Mechanisms of both decline and ecological restoration for protective forests have not been completely outlined. Research across multiple scales (e.g., tree, stand/wind break, and landscape) with the focus on the ecosystems need to be carried out (Zhu 2013). Early detection of protective forest decline as a useful management tool needs to be studied. In addition, techniques holding the promise for controlling the decline and improving the stability of protective forests, e.g., research matching species to site conditions, regulation of stand density, and resolving regeneration obstacles should be investigated (Zhu 2013; Parpan and Parpan 2017).

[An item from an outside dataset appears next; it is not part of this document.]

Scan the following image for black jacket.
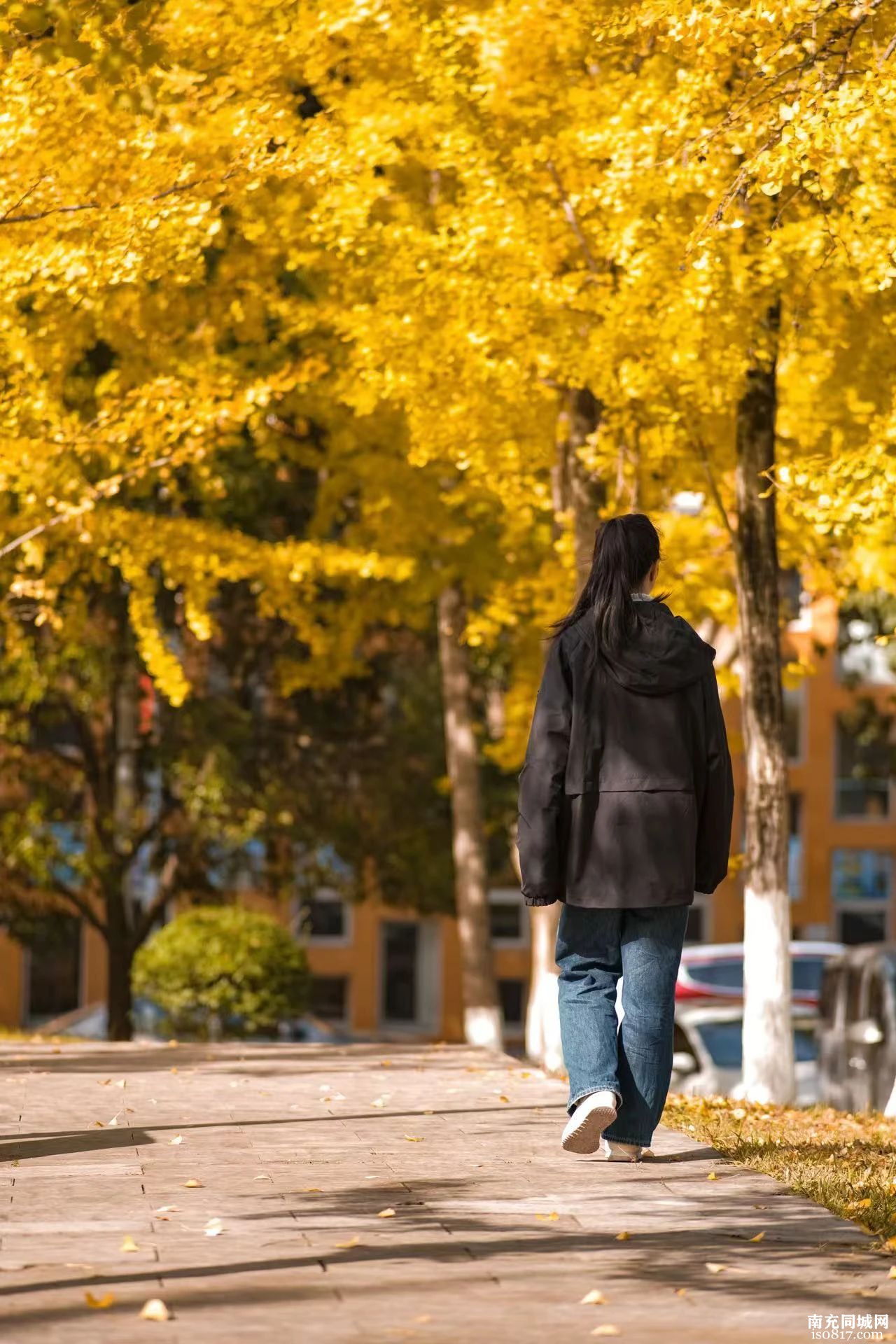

Assessment of forestry eco-engineering procedure at large-scales based on ecosystem principles

Assessment of the ecological effects of protective forests is important to forest management (Brang et al. 2006; Zagas et al. 2011) because it links theories and technologies, i.e., assessment is key to verifying scientific management practices and protective forests achieve their purpose. Additionally, assessment may explain the ecological mechanisms whereby protective forests function. In turn, the results can be applied to improve or guide management (Brang et al. 2006). Numerous assessment studies have been carried out on individual ecological mechanisms at meso- and small-scale levels which cannot meet management needs at large-scales. Therefore, a comprehensive assessment of forestry eco-engineering procedures at the landscape and regional scales is necessary (Zhu and Zheng 2019). Although most research has been conducted on the functional mechanisms of protective forests, protective forests as an ecosystem is not well understood. Thus, research on ecological mechanisms of function and stability maintenance should be undertaken. In addition, climate changes will affect the survival, growth, and functions of protective forests through changes in temperature, rainfall, and increase in extreme weather events. Research on climatic effects on forestry eco-engineering programs and corresponding adaptive strategies to maintain the efficiency, stability, and sustainability of protective functions are topics for further research (Zhu and Zheng 2019).

Conclusion

Ecological mechanisms for management practices of protective forests are important orientations linking ecology with management, focusing on the application of biological, ecological, and social knowledge to manage and conserve protective forests. Considerable achievements have been made on ecological mechanisms for management, but there are information gaps that must be addressed. Management theories, structural optimization across multiple scales, decline mechanisms and corresponding ecological restoration, and assessment of protective forests should be studied at the landscape and regional scales on the basis of ecological principles. Climatic impacts of forestry eco-engineering programs and corresponding adaptive strategies to climate change also need to be addressed.